Technology to Make Data Processing More Efficient and Safe
ETU "LETI" scientists, together with Smartilizer, researched a new approach to data analysis, which does not require transferring data from the source to the centralized repository.
The researchers tested the effectiveness of existing open-source systems on different data sets: sensor readings from moving cars and X-rays from pneumonia patients. To test the applicability in IoT systems, the authors evaluated the following features: ease of use and installation, analysis capabilities, accuracy, and performance. The paper was published in the journal Sensors.
The Internet of things (IoT) describes the network of physical objects— "things" or objects —that are embedded with sensors, software, and other technologies to connect and exchange data with other devices and systems over the Internet. For example, in the smart home concept, appliances are connected to each other and external control, allowing controlling from a cell phone. The standard architecture of an IoT system consists of three layers. The first (device layer) is the hardware devices that produce and collect the data.
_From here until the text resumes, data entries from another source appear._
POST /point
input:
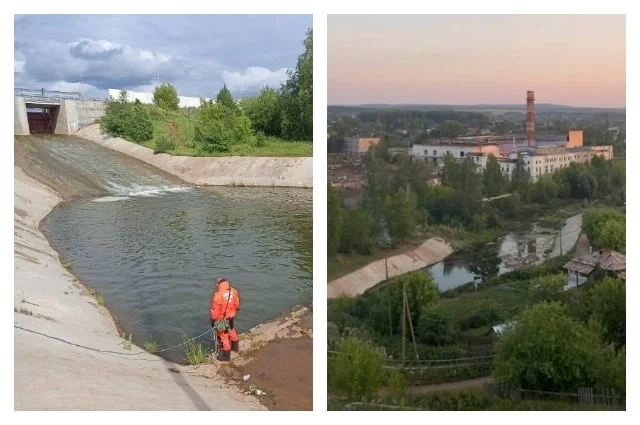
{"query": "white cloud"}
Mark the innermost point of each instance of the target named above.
(254, 78)
(67, 86)
(18, 66)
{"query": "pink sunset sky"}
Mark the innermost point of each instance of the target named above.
(576, 60)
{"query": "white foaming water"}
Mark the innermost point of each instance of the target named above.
(143, 191)
(111, 199)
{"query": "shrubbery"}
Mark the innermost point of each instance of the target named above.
(165, 96)
(165, 144)
(128, 120)
(356, 371)
(218, 127)
(606, 229)
(487, 317)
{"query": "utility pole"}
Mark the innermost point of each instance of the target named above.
(386, 273)
(404, 319)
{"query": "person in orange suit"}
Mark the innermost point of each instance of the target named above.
(225, 302)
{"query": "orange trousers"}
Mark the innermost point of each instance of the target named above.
(228, 336)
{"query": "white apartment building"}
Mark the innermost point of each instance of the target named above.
(538, 161)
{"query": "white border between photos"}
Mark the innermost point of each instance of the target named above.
(319, 9)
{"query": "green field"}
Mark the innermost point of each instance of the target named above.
(184, 136)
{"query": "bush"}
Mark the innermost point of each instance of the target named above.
(127, 120)
(436, 329)
(455, 373)
(166, 97)
(357, 370)
(264, 112)
(194, 351)
(261, 140)
(486, 317)
(548, 350)
(165, 144)
(219, 127)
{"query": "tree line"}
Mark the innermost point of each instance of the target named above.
(284, 113)
(399, 201)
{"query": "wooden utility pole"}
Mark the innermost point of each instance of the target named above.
(561, 242)
(386, 272)
(404, 319)
(413, 335)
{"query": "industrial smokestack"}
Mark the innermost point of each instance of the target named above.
(531, 119)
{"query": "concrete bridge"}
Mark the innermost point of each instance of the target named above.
(40, 111)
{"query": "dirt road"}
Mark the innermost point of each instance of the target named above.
(356, 283)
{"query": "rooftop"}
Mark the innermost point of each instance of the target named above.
(605, 259)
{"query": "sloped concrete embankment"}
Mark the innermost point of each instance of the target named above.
(222, 171)
(68, 355)
(429, 252)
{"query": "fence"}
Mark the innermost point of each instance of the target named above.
(49, 96)
(374, 406)
(588, 396)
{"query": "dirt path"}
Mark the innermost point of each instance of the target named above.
(583, 245)
(277, 357)
(174, 132)
(356, 283)
(424, 389)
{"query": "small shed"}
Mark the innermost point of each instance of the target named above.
(608, 260)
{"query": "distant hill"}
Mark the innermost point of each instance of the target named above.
(337, 110)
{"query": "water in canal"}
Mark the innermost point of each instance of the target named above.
(154, 246)
(514, 250)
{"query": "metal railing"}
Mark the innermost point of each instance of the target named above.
(49, 96)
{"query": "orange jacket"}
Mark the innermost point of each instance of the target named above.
(224, 300)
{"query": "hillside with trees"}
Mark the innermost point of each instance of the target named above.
(276, 122)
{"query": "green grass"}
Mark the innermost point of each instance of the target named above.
(194, 352)
(184, 123)
(342, 264)
(508, 299)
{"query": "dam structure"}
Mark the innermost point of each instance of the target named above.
(53, 112)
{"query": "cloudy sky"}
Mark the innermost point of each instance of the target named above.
(195, 53)
(465, 59)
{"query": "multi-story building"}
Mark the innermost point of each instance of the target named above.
(538, 160)
(356, 145)
(437, 151)
(542, 153)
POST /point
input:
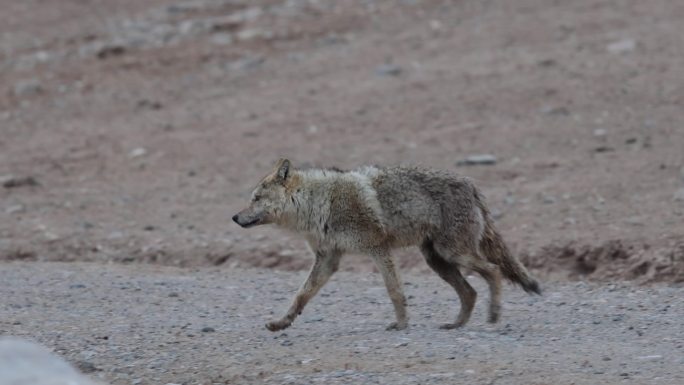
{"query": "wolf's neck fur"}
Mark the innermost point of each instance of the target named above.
(309, 207)
(312, 191)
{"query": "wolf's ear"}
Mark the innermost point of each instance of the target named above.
(282, 169)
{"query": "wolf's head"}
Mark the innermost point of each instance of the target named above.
(269, 198)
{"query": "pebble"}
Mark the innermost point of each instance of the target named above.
(600, 132)
(137, 152)
(86, 367)
(655, 357)
(10, 181)
(222, 39)
(15, 209)
(476, 160)
(679, 195)
(622, 46)
(388, 70)
(27, 88)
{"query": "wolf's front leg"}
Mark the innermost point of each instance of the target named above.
(324, 266)
(383, 261)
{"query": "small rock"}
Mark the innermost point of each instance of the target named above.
(15, 209)
(388, 70)
(600, 132)
(679, 195)
(137, 152)
(476, 160)
(145, 104)
(253, 33)
(105, 51)
(10, 181)
(622, 46)
(600, 149)
(27, 88)
(222, 39)
(549, 200)
(24, 362)
(556, 111)
(246, 63)
(86, 367)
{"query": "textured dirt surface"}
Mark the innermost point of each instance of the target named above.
(159, 325)
(132, 131)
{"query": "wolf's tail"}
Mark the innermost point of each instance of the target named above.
(496, 252)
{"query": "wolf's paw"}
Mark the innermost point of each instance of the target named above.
(494, 314)
(274, 326)
(397, 326)
(451, 326)
(493, 318)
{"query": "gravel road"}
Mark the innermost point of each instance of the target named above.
(141, 324)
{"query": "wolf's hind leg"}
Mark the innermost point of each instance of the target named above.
(449, 272)
(492, 274)
(324, 266)
(383, 260)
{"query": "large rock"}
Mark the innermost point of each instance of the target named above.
(26, 363)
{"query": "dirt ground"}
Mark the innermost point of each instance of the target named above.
(165, 325)
(132, 131)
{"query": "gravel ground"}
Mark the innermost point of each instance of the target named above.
(142, 324)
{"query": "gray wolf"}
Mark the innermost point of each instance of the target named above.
(372, 210)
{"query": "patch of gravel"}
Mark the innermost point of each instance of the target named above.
(141, 324)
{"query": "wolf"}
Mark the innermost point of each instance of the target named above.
(372, 210)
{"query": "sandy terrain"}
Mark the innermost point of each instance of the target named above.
(160, 325)
(145, 124)
(131, 131)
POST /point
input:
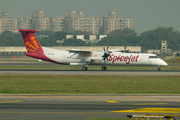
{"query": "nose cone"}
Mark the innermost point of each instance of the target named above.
(163, 63)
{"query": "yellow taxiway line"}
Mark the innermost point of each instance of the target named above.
(9, 101)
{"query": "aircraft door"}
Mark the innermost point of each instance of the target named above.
(64, 58)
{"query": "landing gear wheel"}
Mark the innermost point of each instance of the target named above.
(104, 68)
(158, 69)
(84, 68)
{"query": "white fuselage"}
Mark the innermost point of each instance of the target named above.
(95, 58)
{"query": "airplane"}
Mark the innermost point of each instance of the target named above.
(78, 57)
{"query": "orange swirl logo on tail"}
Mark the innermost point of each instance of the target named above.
(32, 44)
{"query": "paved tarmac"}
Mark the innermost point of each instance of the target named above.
(94, 72)
(69, 107)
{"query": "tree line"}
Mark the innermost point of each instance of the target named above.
(147, 40)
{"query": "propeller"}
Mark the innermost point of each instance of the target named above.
(106, 53)
(125, 51)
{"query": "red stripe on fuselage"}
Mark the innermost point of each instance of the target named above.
(43, 57)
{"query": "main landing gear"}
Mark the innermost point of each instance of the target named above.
(158, 69)
(103, 68)
(84, 68)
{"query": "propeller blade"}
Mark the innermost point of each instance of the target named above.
(107, 47)
(104, 49)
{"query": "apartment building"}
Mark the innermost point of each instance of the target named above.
(72, 21)
(7, 23)
(76, 21)
(56, 24)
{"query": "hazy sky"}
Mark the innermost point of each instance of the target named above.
(147, 14)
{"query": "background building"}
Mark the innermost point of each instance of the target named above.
(7, 23)
(111, 22)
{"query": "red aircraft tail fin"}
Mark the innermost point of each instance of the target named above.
(30, 41)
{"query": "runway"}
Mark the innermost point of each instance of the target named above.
(93, 72)
(55, 107)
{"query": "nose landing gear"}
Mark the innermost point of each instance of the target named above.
(158, 69)
(103, 67)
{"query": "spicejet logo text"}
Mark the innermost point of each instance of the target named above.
(120, 58)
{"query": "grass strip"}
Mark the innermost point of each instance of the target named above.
(91, 67)
(75, 84)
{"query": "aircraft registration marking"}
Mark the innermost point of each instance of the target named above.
(152, 110)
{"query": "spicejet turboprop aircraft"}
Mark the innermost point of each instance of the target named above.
(85, 58)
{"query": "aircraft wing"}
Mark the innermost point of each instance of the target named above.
(80, 52)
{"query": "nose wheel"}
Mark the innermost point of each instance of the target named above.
(84, 68)
(103, 67)
(158, 69)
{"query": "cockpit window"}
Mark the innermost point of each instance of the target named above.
(153, 56)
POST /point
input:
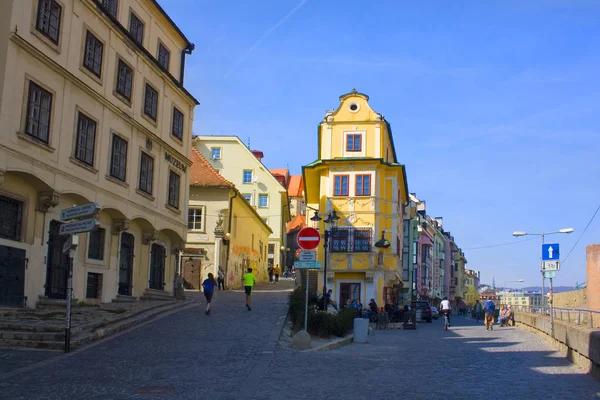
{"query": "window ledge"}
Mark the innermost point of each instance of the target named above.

The middle layer is responsible for transferring data from the devices to the application layer, which provides services or applications that integrate or analyze the data.
Traditional approaches to such systems involve data collection from IoT devices into one centralized repository for further analysis. However, they are not always applicable due to a large amount of collected data, communication channels with limited bandwidth, security and privacy requirements. Significant disadvantages are an increase in total processing time, network traffic, and risk of unauthorized access to the data. Therefore, new approaches to the analysis of such data are being developed. One of them is federated learning that allows analyzing data directly on sources and federating the results of each analysis to yield a result as traditional centralized data processing. There is less load and risk because all the data is processed locally.
One of the main applications of this AI-based technology is the security and privacy of personal data collected around the world every second. This issue has become extremely important after the adoption of several legislative regulations, such as the GDPR in the European Union, CCPA in the USA, and PDPA in Singapore. They require transparent processing of personal data with an explicitly stated purpose and the consent of the data subject.
For example, in a smart home, the data sources are the devices in each apartment: the alarm clock, the bathroom faucet, the underfloor heating, and the lights. In the traditional approach, all data from each apartment is collected in a centralized repository, which is used to train a model (such as a neural network). At the alarm call, such a model "knows" that heating should start warming up, the bath should be filled, and the lights in certain rooms should turn on. On the one hand, data collection is necessary to train such a model because the more data, the smarter the model is. On the other hand, information about you: when you get up, when you go to the bathroom, when you eat, and so on, becomes available to someone else, and you do not know how it will be used. According to the principles of federated learning, the data will not leave your apartment.
ETU "LETI" scientists tested systems from different companies: Google, Webank, Baidu, the OpenMined community, and others. The authors conducted a series of experiments with them on three data sets. The first contained information about the parameters of a moving passenger car (average speed, engine load, etc.) and assessed the driving style, the road surface, and the traffic state. The second included similar signal data for dumpers, and its analysis provided information about the machine operation. Finally, the third set was X-ray images from 5,232 patients (3,383 images with signs of pneumonia and 1,349 normal images). The analysis allowed us to distinguish sick people from healthy ones.
"We compared all currently available open-source federated learning frameworks and evaluated their capabilities. It turned out that the approach gives fairly accurate results in all three cases. However, not all of them are suitable for industrial development now. Some systems are still in their early stages and not ready for widespread use. Nevertheless, the federated learning technology itself is very relevant and rapidly developing," Ivan Kholod, Dean of the Faculty of Computer Science and Technology at ETU "LETI," says.
"For example, right now, given the heavy load of servers that process data on coronavirus infection, its spread, and other aspects, it will be possible to quickly analyze data from different hospitals and compile statistics with this technology. Patients' rights would not be violated, because patient information would not be transferred outside the hospital."
Currently, the Department of Computer Engineering of ETU "LETI" is developing its own federated learning framework. The group of developers includes Ivan Kholod, Dean of the Faculty of Computer Science and Technology, Evgeniya Novikova, Associate Professor of the Department of Information Systems, Dmitry Fomichev and Evgeny Yanaki, 1st-year master's students of the faculty, and Evgeny Shalugin, a 4th-year undergraduate student of the faculty.